Although we Disc Jockeys were dressed in matching double-knit cowpoke blazers and over-the-boot slacks, I couldn’t shake the feeling that we more closely resembled a Spade Cooley Big Band look-alike contest. Especially once they opened the bar. If I’m not mistaken, I think we even got a request for “Smoke, Smoke, Smoke That Cigarette.”
I mean, here were Joe Louis, Jersey Joe Walcott, Rocky Graziano, Sugar Ray Robinson, Archie Moore, Carmen Basilio, Gene Fullmer, Kid Galivan, Emile Griffith, Sandy Sadler, Muhammad Ali, Joe Frazier, George Foreman, Larry Holmes, and Emcee Bob Hope, legends all, trying to keep a straight face as, throughout the evening they came upon us either as a solo act or an ensemble.
No doubt about it, the fact that “The Rumble in the Jungle” in Zaire featuring a Heavyweight Title matchup between Foreman and Ali being only a month off added flavor and zest to the evenings events.
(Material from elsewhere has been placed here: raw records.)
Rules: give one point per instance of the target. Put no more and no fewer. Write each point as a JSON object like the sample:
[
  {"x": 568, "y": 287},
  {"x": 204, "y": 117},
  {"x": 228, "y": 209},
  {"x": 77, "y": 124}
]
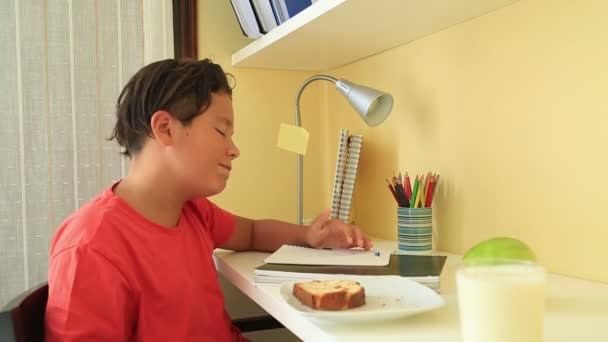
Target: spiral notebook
[
  {"x": 425, "y": 269},
  {"x": 296, "y": 255},
  {"x": 349, "y": 149}
]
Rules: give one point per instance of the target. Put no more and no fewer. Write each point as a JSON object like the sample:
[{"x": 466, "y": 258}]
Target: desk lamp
[{"x": 373, "y": 106}]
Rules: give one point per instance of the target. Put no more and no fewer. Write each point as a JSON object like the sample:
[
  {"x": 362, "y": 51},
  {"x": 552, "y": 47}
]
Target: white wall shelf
[{"x": 332, "y": 33}]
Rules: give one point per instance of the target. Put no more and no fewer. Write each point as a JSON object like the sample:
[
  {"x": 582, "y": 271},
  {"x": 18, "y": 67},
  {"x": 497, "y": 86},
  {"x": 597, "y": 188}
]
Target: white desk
[{"x": 576, "y": 310}]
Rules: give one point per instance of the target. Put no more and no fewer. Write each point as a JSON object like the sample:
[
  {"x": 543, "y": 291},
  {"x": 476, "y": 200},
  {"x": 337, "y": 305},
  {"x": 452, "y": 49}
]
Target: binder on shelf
[
  {"x": 263, "y": 12},
  {"x": 349, "y": 149},
  {"x": 293, "y": 7},
  {"x": 246, "y": 18},
  {"x": 285, "y": 9}
]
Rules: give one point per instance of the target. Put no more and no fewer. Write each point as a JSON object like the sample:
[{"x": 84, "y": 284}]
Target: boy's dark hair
[{"x": 181, "y": 87}]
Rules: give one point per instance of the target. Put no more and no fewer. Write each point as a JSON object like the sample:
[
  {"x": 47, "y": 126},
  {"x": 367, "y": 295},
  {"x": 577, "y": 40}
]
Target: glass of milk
[{"x": 501, "y": 301}]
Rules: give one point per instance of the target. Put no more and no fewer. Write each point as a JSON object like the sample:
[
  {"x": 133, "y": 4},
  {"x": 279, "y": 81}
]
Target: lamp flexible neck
[{"x": 300, "y": 158}]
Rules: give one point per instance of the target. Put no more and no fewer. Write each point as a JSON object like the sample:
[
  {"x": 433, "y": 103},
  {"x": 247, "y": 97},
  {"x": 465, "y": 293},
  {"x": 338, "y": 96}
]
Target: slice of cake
[{"x": 330, "y": 294}]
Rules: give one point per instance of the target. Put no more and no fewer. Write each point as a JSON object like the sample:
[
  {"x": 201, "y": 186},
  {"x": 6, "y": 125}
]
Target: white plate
[{"x": 386, "y": 297}]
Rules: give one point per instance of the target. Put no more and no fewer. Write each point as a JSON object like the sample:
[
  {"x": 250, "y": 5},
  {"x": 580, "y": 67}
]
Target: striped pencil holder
[{"x": 414, "y": 229}]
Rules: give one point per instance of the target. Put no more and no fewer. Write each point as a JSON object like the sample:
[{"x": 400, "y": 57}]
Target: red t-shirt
[{"x": 116, "y": 276}]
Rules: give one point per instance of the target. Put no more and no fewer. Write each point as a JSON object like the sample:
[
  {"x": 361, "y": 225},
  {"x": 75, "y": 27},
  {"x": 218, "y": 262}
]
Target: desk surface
[{"x": 576, "y": 310}]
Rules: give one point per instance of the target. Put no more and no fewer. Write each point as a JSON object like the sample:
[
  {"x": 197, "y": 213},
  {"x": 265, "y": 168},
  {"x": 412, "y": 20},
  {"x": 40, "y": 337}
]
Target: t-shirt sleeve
[
  {"x": 89, "y": 299},
  {"x": 218, "y": 221}
]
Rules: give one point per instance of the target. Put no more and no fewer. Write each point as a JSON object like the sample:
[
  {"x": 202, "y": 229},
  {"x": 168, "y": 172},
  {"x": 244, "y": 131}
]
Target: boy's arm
[
  {"x": 269, "y": 235},
  {"x": 89, "y": 299}
]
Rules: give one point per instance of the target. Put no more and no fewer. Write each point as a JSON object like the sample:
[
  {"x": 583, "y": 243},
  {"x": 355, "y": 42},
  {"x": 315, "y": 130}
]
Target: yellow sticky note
[{"x": 293, "y": 139}]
Ali, of course, would rope-a-dope him into the land of wobbly by round eight.
For us DJs, we were allowed to select our favorite fighter participating in the sparring matches and be in their corner for the three-round exhibitions. Lucky for me, the fact that Utah was filled to the brim with anti-draft protester mindsets made Muhammad a wide-open pick. Although I “had served,” I was “in his corner,” as it were.
So, when it became time for Muhammad and his entourage to enter the ring, there I stood, one Tony Lama on the lower rope while pulling-up on the other two. And, of course, I didn’t blow my opportunity to look directly into his glaring eyes and inform him in a voice loud enough for him to hear: “You Are My Champ!”
Angelo Dundee had presumably heard it all before so he went about his business preparing his fighter’s corner. But Drew “Bundini” Brown, after dancing through the ropes, walked over to give me a thumbs-up and one of his impish grins. I fought the rising ecstasy! I was in heaven.
Jay Meehan is a culture junkie and has been an observer, participant, and chronicler of the Park City and Wasatch County social and political scenes for more than 40 years.